In the early phases of the COVID-19 pandemic, when there was significant and growing uncertainty about the availability of diagnostic testing, there was some thought that imaging might play a role in diagnosis, particularly of characteristic lung disease. However, findings that are believed to be characteristic (i.e. highly prevalent in a population of confirmed cases) might not be all that specific for disease (i.e. predict the presence of COVID-19 in a general population presenting with the variety of symptoms). As experience with COVID-19 and imaging has grown, it has become clear that imaging does not play a primary diagnostic role because of its suboptimal sensitivity and specificity [8, 9]. The results of the two studies recently published in Pediatric Radiology similarly suggest that imaging does not play a primary diagnostic role for the identification of MIS-C.

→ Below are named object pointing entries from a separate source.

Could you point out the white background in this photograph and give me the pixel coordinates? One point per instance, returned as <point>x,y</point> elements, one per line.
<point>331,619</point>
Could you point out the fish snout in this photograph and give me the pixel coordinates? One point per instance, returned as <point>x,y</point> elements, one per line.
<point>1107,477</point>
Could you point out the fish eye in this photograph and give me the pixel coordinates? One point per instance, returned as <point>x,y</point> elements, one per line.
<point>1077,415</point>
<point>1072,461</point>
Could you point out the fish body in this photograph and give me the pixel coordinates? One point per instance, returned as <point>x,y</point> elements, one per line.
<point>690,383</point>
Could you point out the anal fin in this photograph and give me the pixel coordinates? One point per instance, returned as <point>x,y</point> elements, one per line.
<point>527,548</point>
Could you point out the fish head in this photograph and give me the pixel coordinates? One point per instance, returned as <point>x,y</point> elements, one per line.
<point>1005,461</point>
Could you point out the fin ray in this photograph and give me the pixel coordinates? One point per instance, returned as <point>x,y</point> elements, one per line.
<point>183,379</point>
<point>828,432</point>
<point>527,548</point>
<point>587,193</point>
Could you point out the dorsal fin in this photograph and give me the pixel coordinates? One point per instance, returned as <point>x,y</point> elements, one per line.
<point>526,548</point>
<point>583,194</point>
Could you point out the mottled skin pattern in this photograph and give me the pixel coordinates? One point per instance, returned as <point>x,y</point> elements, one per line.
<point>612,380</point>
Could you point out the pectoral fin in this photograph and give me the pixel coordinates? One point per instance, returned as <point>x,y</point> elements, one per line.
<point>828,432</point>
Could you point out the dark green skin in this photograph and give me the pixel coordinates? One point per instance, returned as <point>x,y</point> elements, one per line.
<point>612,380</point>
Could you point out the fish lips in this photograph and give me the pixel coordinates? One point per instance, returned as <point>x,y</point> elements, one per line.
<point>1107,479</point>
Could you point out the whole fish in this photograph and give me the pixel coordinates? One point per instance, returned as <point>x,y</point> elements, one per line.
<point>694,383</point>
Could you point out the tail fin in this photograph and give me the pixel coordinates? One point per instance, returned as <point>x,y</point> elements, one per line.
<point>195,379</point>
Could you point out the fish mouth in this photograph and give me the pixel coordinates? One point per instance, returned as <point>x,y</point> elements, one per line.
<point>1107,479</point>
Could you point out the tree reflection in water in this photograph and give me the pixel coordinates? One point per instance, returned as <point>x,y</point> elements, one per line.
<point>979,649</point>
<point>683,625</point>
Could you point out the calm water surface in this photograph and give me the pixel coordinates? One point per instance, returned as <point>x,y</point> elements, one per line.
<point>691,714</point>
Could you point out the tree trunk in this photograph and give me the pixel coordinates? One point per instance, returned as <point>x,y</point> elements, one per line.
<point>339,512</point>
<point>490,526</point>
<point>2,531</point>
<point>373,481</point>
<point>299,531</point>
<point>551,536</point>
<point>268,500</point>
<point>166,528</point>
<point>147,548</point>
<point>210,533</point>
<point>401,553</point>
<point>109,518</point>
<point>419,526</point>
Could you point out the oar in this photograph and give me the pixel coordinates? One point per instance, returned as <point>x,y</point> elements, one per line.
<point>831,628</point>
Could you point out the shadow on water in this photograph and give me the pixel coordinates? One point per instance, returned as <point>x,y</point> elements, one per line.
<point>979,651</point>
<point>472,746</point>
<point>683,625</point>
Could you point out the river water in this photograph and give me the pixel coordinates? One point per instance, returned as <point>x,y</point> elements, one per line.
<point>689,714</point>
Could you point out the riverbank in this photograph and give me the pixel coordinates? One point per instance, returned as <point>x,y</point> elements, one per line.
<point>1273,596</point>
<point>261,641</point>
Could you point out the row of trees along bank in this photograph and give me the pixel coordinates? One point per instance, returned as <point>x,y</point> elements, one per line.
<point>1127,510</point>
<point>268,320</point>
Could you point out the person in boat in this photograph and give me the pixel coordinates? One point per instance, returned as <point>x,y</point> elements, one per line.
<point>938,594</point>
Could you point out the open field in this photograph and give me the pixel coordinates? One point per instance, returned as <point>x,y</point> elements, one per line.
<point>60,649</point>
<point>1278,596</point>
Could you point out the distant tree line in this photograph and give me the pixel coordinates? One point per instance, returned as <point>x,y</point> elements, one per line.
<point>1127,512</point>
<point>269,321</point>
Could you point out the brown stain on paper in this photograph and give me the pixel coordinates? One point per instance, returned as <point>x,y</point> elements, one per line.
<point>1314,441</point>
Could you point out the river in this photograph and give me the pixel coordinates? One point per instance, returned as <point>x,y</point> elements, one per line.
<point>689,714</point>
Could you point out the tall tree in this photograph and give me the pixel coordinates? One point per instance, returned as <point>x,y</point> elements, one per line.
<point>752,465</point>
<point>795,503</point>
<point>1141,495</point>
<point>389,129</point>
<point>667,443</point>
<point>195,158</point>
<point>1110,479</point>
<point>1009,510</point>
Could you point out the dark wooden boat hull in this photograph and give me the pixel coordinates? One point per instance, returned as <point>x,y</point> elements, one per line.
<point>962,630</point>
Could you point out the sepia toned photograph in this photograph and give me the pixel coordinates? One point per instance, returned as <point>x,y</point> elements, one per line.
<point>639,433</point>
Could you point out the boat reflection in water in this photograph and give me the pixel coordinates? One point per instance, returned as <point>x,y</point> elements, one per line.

The studies by Fenlon et al. [4] and Rostad et al. [5] add to the growing list of publications in Pediatric Radiology and other journals on imaging findings of COVID-19 and MIS-C in children. Given that the general picture emerging is that there is no imaging appearance specific to this disease complex, what is the message for practicing pediatric radiologists? Should we invoke COVID-19 or MIS-C each time we see any of the described nonspecific and often subjective findings on imaging, particularly during the fall and winter respiratory virus season? Doing so would generate false-positives and unnecessary workups without clear clinical benefit. Based on what has been published to date, the focus of imaging should not be to diagnose COVID-19 (or MIS-C) based on so-called characteristic imaging findings but instead to exclude other processes and complications that impact patient management.